So here’s a hypothetical situation:
A person–maybe someone you know, maybe someone you love, maybe someone you heard of in a story from a friend–was diagnosed with cancer. This person, it is said, chose not to undergo chemotherapy treatment; likewise, he refused any and all other available medicines.
Because, and here’s the kicker, he equated treatment to “cheating.”
Would you not think this response asinine?
What he sees as cheating death, you see as cheating life. What he sees as an unfair advantage over other cancer patients, and the disease itself, you see as doing what is necessary to succeed. What he sees as having negative secondary effects, you see as ignoring the primary reason he is in the hospital.
And that’s the real argument I see being made in Alex Gibney’s documentary The Armstrong Lie.
Gibney, whom plays the part of narrator, tells the audience that the documentary had been a long time in gestation. He admits that when he began creating the movie in 2009, he intended to document Lance’s return to the sport of cycling after spending four years in retirement. Shortly after Lance returned however, so did the allegations that Lance was blood-doping. What started out as a documentary of the hero’s return ended, as this journey often does, with a heavy dose of heroic hubris.
Gibney’s narration plays a key role in the audience perception of the Lance. I like to think that Gibney’s perception is much like our own—somewhere in between the double yellow lines of empathy for the American athlete standing atop the podium pedestal, and disgust for a public figure subject to the repercussions of his own lying, cheating, and fraud.
Yet, with all the negative hype and attention brought to the Sestina Affair, after seeing The Armstrong Lie, I can’t seem to blame Lance Armstrong. Here are a couple of reasons why:
- I wasn’t aware of this before the film, but blood-doping was an issue before Lance even put himself on the line at the Tour de France. In fact, the Tour de France’s commissioning body was looking for something, or someone, to help the public regain faith in the tour after the 1998 Tour ended with a number of the top riders testing positive for performance-enhancing drugs.
- Though Lance took the brunt of the blame, he was hardly the only cyclist doping. Those not really knowledgeable about the sport, which I am not (though the movie does supplement nicely) may not be aware that at least 58 professional cyclists were either indicted on charges of, or banned from professional sports governed by USADA and/or WADA for, using illegal/banned/performance-enhancing supplements.
- Lance was going to win—one way or another. He was just made that way. His prowess and drive were evident from the beginning of his athletic career (which began for Armstrong in highschool a he competed in cross country). He wanted to win, and entered into competition with this goal, and this goal alone. It logically follows then that if it took blood-doping to win, he was going to do it.

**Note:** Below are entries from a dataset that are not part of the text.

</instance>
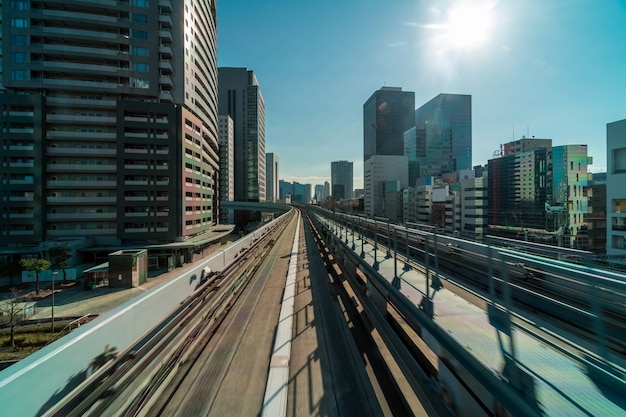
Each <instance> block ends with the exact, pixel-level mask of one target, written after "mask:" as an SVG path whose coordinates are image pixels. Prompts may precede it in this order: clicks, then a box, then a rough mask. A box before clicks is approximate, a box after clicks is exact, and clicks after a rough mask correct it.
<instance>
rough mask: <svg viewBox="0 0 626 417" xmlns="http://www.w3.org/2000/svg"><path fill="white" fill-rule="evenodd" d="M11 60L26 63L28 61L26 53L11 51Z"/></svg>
mask: <svg viewBox="0 0 626 417" xmlns="http://www.w3.org/2000/svg"><path fill="white" fill-rule="evenodd" d="M11 62H16V63H22V64H23V63H26V62H28V55H27V54H26V53H25V52H13V53H11Z"/></svg>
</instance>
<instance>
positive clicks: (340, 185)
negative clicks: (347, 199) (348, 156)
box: [330, 161, 354, 200]
mask: <svg viewBox="0 0 626 417" xmlns="http://www.w3.org/2000/svg"><path fill="white" fill-rule="evenodd" d="M330 182H331V190H332V196H333V197H334V198H335V200H342V199H344V198H352V197H354V182H353V164H352V162H348V161H335V162H331V163H330Z"/></svg>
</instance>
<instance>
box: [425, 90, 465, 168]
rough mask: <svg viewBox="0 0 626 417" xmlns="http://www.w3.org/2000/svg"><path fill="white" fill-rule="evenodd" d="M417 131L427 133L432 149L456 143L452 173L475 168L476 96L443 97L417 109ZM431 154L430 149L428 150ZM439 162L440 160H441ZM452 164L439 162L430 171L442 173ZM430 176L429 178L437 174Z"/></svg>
mask: <svg viewBox="0 0 626 417" xmlns="http://www.w3.org/2000/svg"><path fill="white" fill-rule="evenodd" d="M414 126H415V128H416V131H417V132H418V136H419V134H420V133H419V132H420V130H422V131H423V138H424V139H423V140H424V141H425V143H426V144H427V146H428V147H432V148H433V149H438V151H437V152H439V151H441V150H442V149H443V148H445V147H447V146H448V145H447V143H448V142H449V141H450V139H451V142H452V155H451V163H450V164H449V165H451V166H452V170H451V171H452V172H457V173H458V172H459V171H461V170H464V169H472V96H471V95H464V94H439V95H438V96H436V97H435V98H433V99H432V100H430V101H429V102H428V103H426V104H424V105H423V106H421V107H420V108H418V109H417V110H415V124H414ZM426 154H428V149H427V150H426ZM435 159H439V158H438V157H437V158H435ZM447 165H448V164H446V163H442V162H435V163H434V165H432V166H431V168H430V169H435V170H438V169H439V168H443V167H445V166H447ZM434 174H436V173H433V174H427V175H434Z"/></svg>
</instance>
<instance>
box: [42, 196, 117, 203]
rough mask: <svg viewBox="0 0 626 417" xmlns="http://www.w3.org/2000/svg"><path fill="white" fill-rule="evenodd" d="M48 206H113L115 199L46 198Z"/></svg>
mask: <svg viewBox="0 0 626 417" xmlns="http://www.w3.org/2000/svg"><path fill="white" fill-rule="evenodd" d="M46 202H47V203H49V204H64V203H65V204H115V203H116V202H117V197H96V196H88V197H61V196H59V197H52V196H49V197H46Z"/></svg>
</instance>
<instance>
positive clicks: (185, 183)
mask: <svg viewBox="0 0 626 417" xmlns="http://www.w3.org/2000/svg"><path fill="white" fill-rule="evenodd" d="M1 13H2V27H3V30H2V40H1V43H2V45H1V46H2V49H1V54H2V64H3V65H2V71H1V77H2V78H1V86H0V87H1V88H0V90H1V91H0V106H1V107H2V112H1V113H0V119H1V122H2V126H3V128H2V131H0V178H1V182H0V196H1V197H0V213H1V216H0V245H24V246H26V245H29V246H32V245H37V244H39V243H41V242H44V241H50V240H58V239H64V240H65V239H71V238H76V239H83V240H84V242H85V245H86V246H89V245H118V244H131V243H133V244H134V243H138V242H153V243H159V242H172V241H180V240H185V239H187V238H189V237H193V236H196V235H201V234H203V233H204V232H207V231H209V230H210V228H211V227H212V226H213V225H214V224H215V223H216V213H217V207H218V205H217V198H216V194H217V188H218V185H217V182H218V169H219V167H218V159H219V158H218V133H217V132H218V117H217V51H216V3H215V1H213V0H195V1H192V0H181V1H171V0H159V1H150V2H148V1H115V2H110V1H98V0H83V1H80V2H75V1H63V0H40V1H36V2H34V1H10V2H9V1H5V2H4V3H3V4H2V8H1Z"/></svg>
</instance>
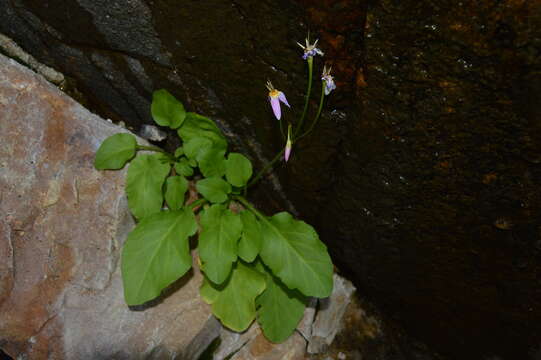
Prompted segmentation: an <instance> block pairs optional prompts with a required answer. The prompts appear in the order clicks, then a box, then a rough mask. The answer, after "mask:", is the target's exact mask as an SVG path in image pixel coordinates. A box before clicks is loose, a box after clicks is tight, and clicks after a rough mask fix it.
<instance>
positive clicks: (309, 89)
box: [293, 56, 314, 137]
mask: <svg viewBox="0 0 541 360" xmlns="http://www.w3.org/2000/svg"><path fill="white" fill-rule="evenodd" d="M313 61H314V59H313V58H312V56H309V57H308V59H306V62H307V63H308V89H306V98H305V99H304V109H303V110H302V115H301V118H300V120H299V123H298V124H297V128H296V129H295V132H294V134H293V135H294V136H293V137H296V136H297V134H298V133H299V132H300V131H301V129H302V123H303V121H304V118H305V117H306V112H307V111H308V102H309V101H310V93H311V92H312V68H313V66H312V65H313Z"/></svg>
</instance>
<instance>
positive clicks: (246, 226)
mask: <svg viewBox="0 0 541 360" xmlns="http://www.w3.org/2000/svg"><path fill="white" fill-rule="evenodd" d="M240 218H241V220H242V235H241V238H240V241H239V256H240V257H241V259H242V260H244V261H246V262H252V261H254V259H255V257H256V256H257V255H258V254H259V251H260V250H261V242H262V235H261V224H260V223H259V221H257V219H256V217H255V215H254V214H252V213H251V212H250V211H246V210H245V211H243V212H241V213H240Z"/></svg>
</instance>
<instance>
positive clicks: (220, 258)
mask: <svg viewBox="0 0 541 360" xmlns="http://www.w3.org/2000/svg"><path fill="white" fill-rule="evenodd" d="M200 223H201V233H200V234H199V246H198V250H199V257H200V258H201V261H202V262H203V265H202V270H203V271H204V272H205V275H206V276H207V277H208V278H209V279H210V280H212V282H214V283H215V284H221V283H223V282H224V281H225V280H226V279H227V276H228V275H229V272H230V271H231V265H232V264H233V262H234V261H235V260H237V241H238V240H239V237H240V234H241V231H242V222H241V220H240V217H239V215H237V214H234V213H232V212H231V211H230V210H228V209H225V207H224V206H223V205H218V204H215V205H212V206H211V207H209V208H208V209H206V210H205V211H204V212H203V214H202V215H201V218H200Z"/></svg>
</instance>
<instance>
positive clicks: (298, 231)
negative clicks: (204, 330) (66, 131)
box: [95, 90, 333, 342]
mask: <svg viewBox="0 0 541 360" xmlns="http://www.w3.org/2000/svg"><path fill="white" fill-rule="evenodd" d="M151 112H152V116H153V118H154V121H155V122H156V123H157V124H158V125H160V126H166V127H169V128H171V129H175V130H176V131H177V133H178V135H179V137H180V139H181V140H182V146H181V147H179V148H178V149H176V151H175V153H174V154H169V153H165V152H163V151H161V150H160V149H158V148H154V149H153V148H152V147H148V146H140V145H138V144H137V142H136V139H135V137H134V136H133V135H130V134H125V133H121V134H116V135H113V136H111V137H109V138H107V139H106V140H105V141H104V142H103V143H102V145H101V146H100V148H99V149H98V152H97V154H96V159H95V167H96V168H97V169H99V170H103V169H120V168H122V167H124V165H125V164H126V163H128V162H130V166H129V168H128V175H127V183H126V192H127V195H128V205H129V208H130V211H131V212H132V214H133V215H134V217H135V218H136V219H137V225H136V227H135V228H134V229H133V230H132V232H131V233H130V234H129V236H128V238H127V240H126V243H125V244H124V247H123V250H122V265H121V267H122V278H123V283H124V296H125V300H126V303H127V304H128V305H140V304H143V303H145V302H147V301H149V300H152V299H154V298H156V297H157V296H159V295H160V293H161V292H162V290H164V289H165V288H166V287H167V286H169V285H170V284H171V283H173V282H174V281H176V280H178V279H179V278H180V277H182V276H183V275H184V274H186V273H187V272H188V271H189V269H190V268H191V267H192V256H191V250H190V242H189V238H190V237H191V236H193V235H195V234H196V232H198V228H200V231H199V237H198V246H197V247H198V251H197V253H198V255H199V260H200V264H201V269H202V271H203V274H204V280H203V284H202V286H201V289H200V293H201V296H202V298H203V299H204V300H205V301H206V302H207V303H209V304H211V305H212V312H213V313H214V315H215V316H216V317H217V318H219V319H220V320H221V322H222V323H223V324H224V325H225V326H227V327H229V328H230V329H232V330H235V331H239V332H240V331H244V330H245V329H246V328H248V326H249V325H250V324H251V323H252V321H253V320H254V319H255V318H256V317H257V321H258V322H259V324H260V325H261V327H262V329H263V332H264V334H265V336H266V337H267V338H268V339H269V340H271V341H273V342H281V341H284V340H285V339H287V338H288V337H289V335H290V334H291V333H292V332H293V331H294V329H295V328H296V326H297V324H298V322H299V320H300V319H301V317H302V315H303V312H304V308H305V305H306V301H307V298H308V297H319V298H322V297H327V296H329V295H330V293H331V291H332V272H333V266H332V262H331V259H330V257H329V255H328V253H327V248H326V246H325V245H324V244H323V243H322V242H321V241H320V240H319V237H318V235H317V233H316V232H315V231H314V229H313V228H312V227H311V226H310V225H308V224H306V223H304V222H302V221H299V220H295V219H294V218H293V217H292V216H291V215H290V214H289V213H287V212H281V213H278V214H275V215H274V216H272V217H268V216H265V215H263V214H262V213H261V212H259V211H258V210H256V209H255V208H254V206H253V205H252V204H251V203H250V202H249V201H248V200H247V199H246V198H245V197H243V196H242V195H241V194H242V193H243V192H245V191H246V188H247V184H248V181H249V180H250V178H251V177H252V164H251V162H250V161H249V160H248V159H247V158H246V157H245V156H244V155H242V154H239V153H234V152H231V153H227V141H226V139H225V138H224V136H223V135H222V133H221V131H220V130H219V128H218V127H217V126H216V125H215V123H214V122H213V121H212V120H210V119H208V118H206V117H204V116H201V115H198V114H195V113H191V112H186V111H185V110H184V106H183V105H182V103H180V102H179V101H178V100H177V99H175V98H174V97H173V96H172V95H171V94H170V93H169V92H167V91H166V90H159V91H156V92H155V93H154V96H153V102H152V108H151ZM140 150H155V153H152V154H149V153H148V152H144V153H139V152H138V151H140ZM190 178H191V179H192V180H193V181H196V189H197V192H198V193H199V194H200V195H201V196H202V198H200V199H199V200H196V201H195V202H194V203H192V204H186V192H187V190H188V181H189V180H188V179H190ZM232 203H237V204H239V203H240V204H241V205H242V206H237V207H232V206H231V205H232ZM232 208H243V209H244V210H242V211H237V212H236V211H232V210H231V209H232ZM196 216H197V217H198V218H199V225H200V226H199V227H198V223H197V218H196Z"/></svg>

Herein I invoke my initial hypothetical. Lance’s fight with cancer shaped his outlook on life. His battle with testicular cancer wasn’t one in which “losing” in the conventional athletic sense was an option. To lose would have meant to die.
So for Lance, simply winning the battle against cancer wouldn’t be enough. He wasn’t going to simply “survive” the ordeal—he was going to come out on top. He sought out the most cutting edge treatments for testicular cancer—a type of chemo-therapy treatment that would treat him, but not do so at the expense of scarring his lungs, which would allow him to return to cycling after the ordeal. He did not want simply to live, but to live well.
Lance went on and then applied this ideology to racing—why simply race when you can race well? It would not be enough to simply engage in the battle, he would have to win the war. When he entered into professional cycling, blood doping was the norm—everyone did it—so why would he simply dope when he could have the best? And so just as he sought the top medicine and team of medical professionals, he would seek also the best doctors and physicians in sports medicine—Dr. Mikele Ferari.
I can’t seem to blame Lance Armstrong. How can it be considered “cheating” when the word “cheating” means, as he defined it, “to have an unfair advantage over the rest of the field”? Really, he wouldn’t have been doing himself, his team-mates, or his country any favors by not taking part in something so “normal” that it’s nearly expected. Eat. Sleep. Bike. Lift. Supplement.
If the top 58 cyclists were all taking testosterone, cortisone, EPO, etc. then, weren’t they, in a way, leveling their own playing field? I’m not saying that moral relativism is ever a legitimate argument for the normative fallacy, (which is to say that just because it’s happening doesn’t mean you can say because it is happening it ought to happen), but I am saying that I can’t blame Lance Armstrong. It would have been athletic suicide for him to race against the best and deny the scientific advancements he had available.
I feel like I am echoing Lil Wayne, who when asked about legalizing steroids in professional baseball said, in a nut-shell, “I don’t care—let them all hit home-runs.”